Suppose you have *n* friends that wants to give you an amount of money to help you buy a new smartphone. Each of them claims a value m_r that represent the max amount the friend *r* is willing to give you. The level of friendship you have with your friends can be classified as follow:

Your closer friends are at a distance of 1 from you.

Then there are friends at a distance of 2 from you, and so on, until the friend at distance *k* that are ones with you have a less strong friendship.

You have to tell each of your friend an amount *g_r* that represent what you would like to receive from him/her. In order to be coherent with the friendship hierarchy you want to satisfy the following constraint:

Let say the friendship is measured in distance by the function *f(r)* one of your closest friend *r_1* is at a distance *f(r_1) = 1* and for another at distance 3, *r_2*, it is *f(r_2) = 3*, then you must not ask *r_3* an amount *g_3* > *g_1*.

In general for each pair of friends *r_i* and *r_j* if is the case that *f(r_i) < f(r_j)* then must also be *g_i >= g_j*. **For each friend *r* you can ask an amount *g_r > m_r* but in that case that friend will give you 0.** The goal is to calculate the amount to ask for each friend in order to maximaze the total amount received.

So at every distance, call layer there is an upperbound on how much you can ask someone, and that is the minimum request you did in the above layer.

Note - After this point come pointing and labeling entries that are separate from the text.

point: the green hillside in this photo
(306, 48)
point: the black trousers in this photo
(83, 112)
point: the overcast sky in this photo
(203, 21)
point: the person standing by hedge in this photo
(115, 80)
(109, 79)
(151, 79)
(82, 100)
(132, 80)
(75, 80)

The reason why greedy method does not work is that could be the case the optimum total value is reached asking some one from layer 1 to k an amount greater than how much they are willing to give, getting 0 from that, but augmenting the upperbound so that you can ask a friend in layer k + 1 for a great amount ( if he/she can give you)

An example:

Layer 1 : 2000, 300, 300

Layer 2 : 2200, 400

The best optimum is reached if we ask every one at the first layer for 2000, and on the second layer 2000 and 400.